Interessant : Woher kommt mein Name?

Unser Reporter Philipp Brandstädter hat seinen Namen untersucht.
Unser Reporter Philipp Brandstädter hat seinen Namen untersucht.

Manche Forscher versuchen, den Sinn hinter Namen herauszufinden

svz.de von
09. Mai 2017, 11:00 Uhr

Hallo, mein Name ist Philipp Brandstädter. So heiße ich schon eine ganze Weile. Seitdem ich denken kann eigentlich. Aber warum heiße ich so? Ja, na klar: Weil mich meine Eltern so genannt haben. Aber wo kommt der Name tatsächlich her?

Um das herauszufinden, habe ich Gabriele Rodriguez in Leipzig besucht. Das ist eine Stadt im Bundesland Sachsen. Gabriele Rodriguez arbeitet dort als Namensforscherin.

Manchmal brauchen Gerichte oder Ämter ihre Hilfe. Manchmal kommen auch Leute, die einfach neugierig sind. Auch ich will mehr über die Herkunft meines Namens erfahren.

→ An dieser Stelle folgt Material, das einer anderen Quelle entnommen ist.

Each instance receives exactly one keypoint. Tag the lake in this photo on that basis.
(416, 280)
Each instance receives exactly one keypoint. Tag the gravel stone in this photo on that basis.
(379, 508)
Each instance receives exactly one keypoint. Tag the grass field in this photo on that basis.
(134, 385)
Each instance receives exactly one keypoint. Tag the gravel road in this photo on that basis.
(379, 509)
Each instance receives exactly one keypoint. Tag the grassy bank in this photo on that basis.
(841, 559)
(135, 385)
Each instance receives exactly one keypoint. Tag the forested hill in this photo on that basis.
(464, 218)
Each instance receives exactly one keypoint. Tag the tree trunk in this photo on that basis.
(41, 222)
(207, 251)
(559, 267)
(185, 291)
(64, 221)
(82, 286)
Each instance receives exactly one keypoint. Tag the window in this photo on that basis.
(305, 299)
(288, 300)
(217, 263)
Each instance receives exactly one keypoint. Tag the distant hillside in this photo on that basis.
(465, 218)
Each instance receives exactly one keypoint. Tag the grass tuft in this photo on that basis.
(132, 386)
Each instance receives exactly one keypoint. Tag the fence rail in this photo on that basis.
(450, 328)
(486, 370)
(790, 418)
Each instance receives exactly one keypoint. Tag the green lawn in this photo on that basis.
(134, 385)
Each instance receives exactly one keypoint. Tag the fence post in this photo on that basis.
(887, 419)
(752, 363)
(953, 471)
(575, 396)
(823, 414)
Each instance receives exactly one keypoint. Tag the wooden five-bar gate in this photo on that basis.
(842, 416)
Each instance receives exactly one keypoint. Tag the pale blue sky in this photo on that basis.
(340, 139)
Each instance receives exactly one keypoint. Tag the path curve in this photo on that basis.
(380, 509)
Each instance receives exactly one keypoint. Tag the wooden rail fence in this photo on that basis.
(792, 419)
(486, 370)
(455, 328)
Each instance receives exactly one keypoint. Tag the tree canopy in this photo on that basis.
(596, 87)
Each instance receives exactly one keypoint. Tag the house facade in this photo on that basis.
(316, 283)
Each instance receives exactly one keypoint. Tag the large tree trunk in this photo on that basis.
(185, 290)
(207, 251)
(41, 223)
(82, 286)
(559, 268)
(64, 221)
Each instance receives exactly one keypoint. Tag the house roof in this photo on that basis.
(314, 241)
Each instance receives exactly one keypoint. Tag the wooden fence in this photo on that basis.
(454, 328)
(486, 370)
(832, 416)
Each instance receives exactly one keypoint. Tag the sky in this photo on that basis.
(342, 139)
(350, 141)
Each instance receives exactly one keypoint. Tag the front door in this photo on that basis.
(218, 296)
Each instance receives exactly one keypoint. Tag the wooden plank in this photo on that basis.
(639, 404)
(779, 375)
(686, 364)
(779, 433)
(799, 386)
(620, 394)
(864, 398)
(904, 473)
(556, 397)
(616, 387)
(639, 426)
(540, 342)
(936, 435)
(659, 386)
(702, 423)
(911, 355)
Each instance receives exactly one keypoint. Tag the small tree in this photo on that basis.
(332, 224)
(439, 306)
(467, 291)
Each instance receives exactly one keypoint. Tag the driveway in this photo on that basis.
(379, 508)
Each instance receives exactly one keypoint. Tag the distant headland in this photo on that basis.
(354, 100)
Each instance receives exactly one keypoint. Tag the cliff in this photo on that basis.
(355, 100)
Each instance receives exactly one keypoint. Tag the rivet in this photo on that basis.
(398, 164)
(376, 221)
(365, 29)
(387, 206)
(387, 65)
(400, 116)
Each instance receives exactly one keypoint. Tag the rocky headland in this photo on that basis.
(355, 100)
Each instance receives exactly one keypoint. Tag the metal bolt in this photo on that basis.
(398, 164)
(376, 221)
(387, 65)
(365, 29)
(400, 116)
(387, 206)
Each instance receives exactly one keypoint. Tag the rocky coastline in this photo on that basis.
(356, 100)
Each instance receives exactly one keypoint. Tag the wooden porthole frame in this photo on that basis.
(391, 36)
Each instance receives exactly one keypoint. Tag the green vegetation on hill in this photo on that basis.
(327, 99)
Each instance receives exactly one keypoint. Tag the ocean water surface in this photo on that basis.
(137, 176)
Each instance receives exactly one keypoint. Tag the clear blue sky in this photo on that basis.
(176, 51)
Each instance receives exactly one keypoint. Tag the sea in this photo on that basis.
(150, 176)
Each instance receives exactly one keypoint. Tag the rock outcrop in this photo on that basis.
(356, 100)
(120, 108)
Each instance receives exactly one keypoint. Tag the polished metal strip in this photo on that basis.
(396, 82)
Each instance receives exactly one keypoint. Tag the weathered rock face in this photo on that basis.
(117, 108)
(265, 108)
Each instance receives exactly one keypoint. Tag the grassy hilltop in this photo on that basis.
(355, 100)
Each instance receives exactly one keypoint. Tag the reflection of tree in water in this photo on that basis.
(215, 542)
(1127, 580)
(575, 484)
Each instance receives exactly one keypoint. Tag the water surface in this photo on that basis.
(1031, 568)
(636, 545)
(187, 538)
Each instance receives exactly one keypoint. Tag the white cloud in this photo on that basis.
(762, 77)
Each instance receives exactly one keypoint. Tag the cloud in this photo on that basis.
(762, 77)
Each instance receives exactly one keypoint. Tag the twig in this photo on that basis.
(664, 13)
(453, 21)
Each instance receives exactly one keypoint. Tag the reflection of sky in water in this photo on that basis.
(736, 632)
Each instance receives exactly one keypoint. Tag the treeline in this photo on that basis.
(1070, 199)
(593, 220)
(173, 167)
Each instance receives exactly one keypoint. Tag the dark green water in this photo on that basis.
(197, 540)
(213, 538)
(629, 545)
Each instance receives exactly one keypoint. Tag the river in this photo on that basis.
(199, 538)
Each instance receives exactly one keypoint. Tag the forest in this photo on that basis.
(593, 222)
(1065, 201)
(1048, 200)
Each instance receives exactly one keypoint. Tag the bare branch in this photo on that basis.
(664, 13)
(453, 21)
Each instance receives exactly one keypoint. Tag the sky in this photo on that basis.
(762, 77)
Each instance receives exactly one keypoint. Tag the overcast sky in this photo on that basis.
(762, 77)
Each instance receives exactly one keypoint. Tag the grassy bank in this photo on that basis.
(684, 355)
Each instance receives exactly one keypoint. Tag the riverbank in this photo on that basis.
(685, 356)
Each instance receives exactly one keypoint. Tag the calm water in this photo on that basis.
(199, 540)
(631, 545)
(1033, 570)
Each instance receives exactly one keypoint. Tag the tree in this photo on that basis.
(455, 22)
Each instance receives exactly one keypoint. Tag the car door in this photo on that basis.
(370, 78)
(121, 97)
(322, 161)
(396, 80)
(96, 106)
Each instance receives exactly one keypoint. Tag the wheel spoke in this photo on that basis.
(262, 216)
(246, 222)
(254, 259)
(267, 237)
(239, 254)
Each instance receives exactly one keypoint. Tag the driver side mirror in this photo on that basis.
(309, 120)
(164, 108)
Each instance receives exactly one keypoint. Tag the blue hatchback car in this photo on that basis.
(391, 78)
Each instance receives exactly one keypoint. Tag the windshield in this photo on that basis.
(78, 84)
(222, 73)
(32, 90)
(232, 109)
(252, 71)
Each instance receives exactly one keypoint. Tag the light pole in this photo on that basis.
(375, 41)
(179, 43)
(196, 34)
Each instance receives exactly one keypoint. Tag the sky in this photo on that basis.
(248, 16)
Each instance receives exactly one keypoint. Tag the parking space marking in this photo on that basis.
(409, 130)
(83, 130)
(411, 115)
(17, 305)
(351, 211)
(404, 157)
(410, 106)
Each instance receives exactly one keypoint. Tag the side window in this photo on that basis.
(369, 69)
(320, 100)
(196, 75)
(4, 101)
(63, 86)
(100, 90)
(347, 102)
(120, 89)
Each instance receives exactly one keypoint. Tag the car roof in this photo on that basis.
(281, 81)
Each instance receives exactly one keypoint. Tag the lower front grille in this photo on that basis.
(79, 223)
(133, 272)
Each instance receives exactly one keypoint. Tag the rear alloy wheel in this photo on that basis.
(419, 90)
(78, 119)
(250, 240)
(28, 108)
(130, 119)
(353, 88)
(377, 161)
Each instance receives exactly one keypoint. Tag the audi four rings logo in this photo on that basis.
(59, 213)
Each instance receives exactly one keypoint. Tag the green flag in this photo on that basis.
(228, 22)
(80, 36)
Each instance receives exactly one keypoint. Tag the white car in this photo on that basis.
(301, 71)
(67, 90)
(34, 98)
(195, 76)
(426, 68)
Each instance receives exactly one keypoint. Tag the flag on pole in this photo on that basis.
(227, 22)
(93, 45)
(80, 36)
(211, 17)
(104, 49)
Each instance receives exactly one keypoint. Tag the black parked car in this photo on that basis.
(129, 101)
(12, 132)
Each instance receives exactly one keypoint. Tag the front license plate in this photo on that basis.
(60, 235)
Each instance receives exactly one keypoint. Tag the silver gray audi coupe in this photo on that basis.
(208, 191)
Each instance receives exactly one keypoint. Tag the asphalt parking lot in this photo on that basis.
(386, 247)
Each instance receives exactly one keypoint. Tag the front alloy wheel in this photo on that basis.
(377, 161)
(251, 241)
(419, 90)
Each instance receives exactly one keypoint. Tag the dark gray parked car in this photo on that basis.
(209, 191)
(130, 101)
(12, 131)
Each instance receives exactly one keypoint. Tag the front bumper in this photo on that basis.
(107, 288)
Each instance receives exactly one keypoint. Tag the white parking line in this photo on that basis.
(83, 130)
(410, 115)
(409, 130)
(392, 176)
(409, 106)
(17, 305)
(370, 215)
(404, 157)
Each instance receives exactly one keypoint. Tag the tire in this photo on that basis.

„Dazu muss ich zuerst herauszufinden, aus welcher Gegend der Name stammt“, erklärt Gabriele Rodriguez. Für die Wissenschaftlerin ist die Sprache oder die Mundart wichtig, aus der ein Name kommt. „Mit dieser ersten Spur beginne ich dann, in den Büchern nachzuschlagen.“ In ihrem Büro stehen jede Menge dicke Bücher. In denen sucht sie nach alten Worten. Denn hinter ihnen versteckt sich oft die Bedeutung unserer Namen. Trotzdem findet Gabriele Rodriguez nicht immer, was sie sucht. „In Deutschland gibt es fast eine Million Familiennamen“, erklärt sie. Die Zahl hängt ein bisschen davon ab, wie man zählt. All diese Nachnamen sind längst nicht ganz erforscht. „Wenn Leute aus anderen Ländern einreisen, kommen noch mehr spannende Namen hinzu.“ Unsere Nachnamen stammen oft aus dem Mittelalter. Mehr und mehr Leute zogen damals aus den Dörfern in die Städte. Dort wurde es allmählich unübersichtlich. Viele Leute hießen einfach nur Eva, Paul oder Anna und wurden schnell mit anderen Evas, Pauls und Annas verwechselt. Also bekamen die Leute zu ihrem Vornamen noch einen Nachnamen.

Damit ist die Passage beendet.